Sequence analyses were performed using the Qiime pipeline [23]. Sequences were deposited in Genbank (Genbank: SRA055900). Uclust [24] was used to cluster sequences into OTUs (Operational Taxonomic Unit, taxa or species) at 97% sequence identity. Representative sequences for each OTU were aligned using PyNast against Silva 108 release database and taxonomy was assigned to the OTUs detected using blast and the Silva 108 release taxa mapping file. The results were summarized as the number of times an OTU was found in each sample and the taxonomic prediction for each OTU.

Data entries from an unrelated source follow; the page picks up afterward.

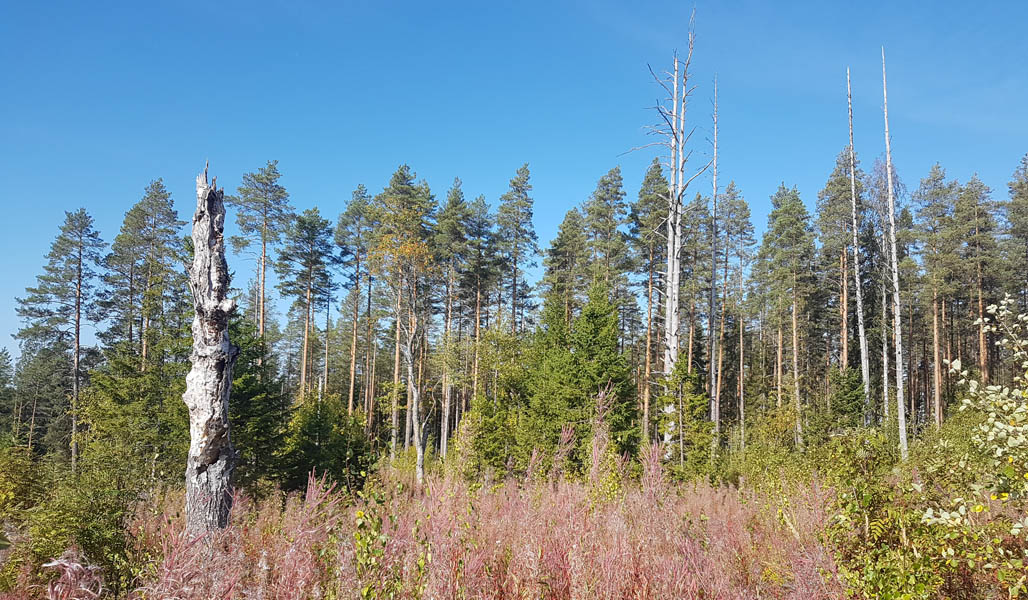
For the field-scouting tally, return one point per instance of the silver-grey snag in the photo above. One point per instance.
(212, 458)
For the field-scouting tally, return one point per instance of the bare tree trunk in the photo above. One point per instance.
(211, 458)
(937, 368)
(712, 313)
(447, 392)
(844, 313)
(885, 349)
(328, 335)
(796, 365)
(395, 415)
(857, 283)
(76, 350)
(778, 360)
(648, 369)
(353, 339)
(306, 336)
(896, 314)
(742, 370)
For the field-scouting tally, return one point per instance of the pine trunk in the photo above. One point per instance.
(896, 314)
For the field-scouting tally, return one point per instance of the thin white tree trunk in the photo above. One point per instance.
(209, 383)
(896, 315)
(861, 335)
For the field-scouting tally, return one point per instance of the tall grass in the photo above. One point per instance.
(542, 537)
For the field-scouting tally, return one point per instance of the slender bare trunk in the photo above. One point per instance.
(896, 314)
(844, 312)
(857, 283)
(76, 350)
(796, 365)
(395, 415)
(306, 334)
(937, 367)
(712, 365)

For beta diversity analysis we sub-sampled to 3080 sequences per sample to remove sequencing depth bias. A distance matrix was built based on weighted UniFrac method [25] and hierarchical cluster tree was built using UPGMA (unweighted pair group method with arithmetic mean).

Statistic analyses

The Kolmogorov-Smirnov test was used to check the normality of data distribution. Comparisons of parametric normally distributed data were made by the Student’s test, paired tests for intra-group comparisons and unpaired tests for inter-group comparisons; otherwise the Wilcoxon signed rank test was used for paired data, and the Mann–Whitney U test for unpaired data. When dataset was small (n<5), we performed a Poisson regression model analysis using the function glm (Generalized Linear model) of R with the following formula [glm(formula = z ~ group + pair, family = poisson)]. This model is appropriate for modeling paired count data. P values < 0.05 were referred as significant.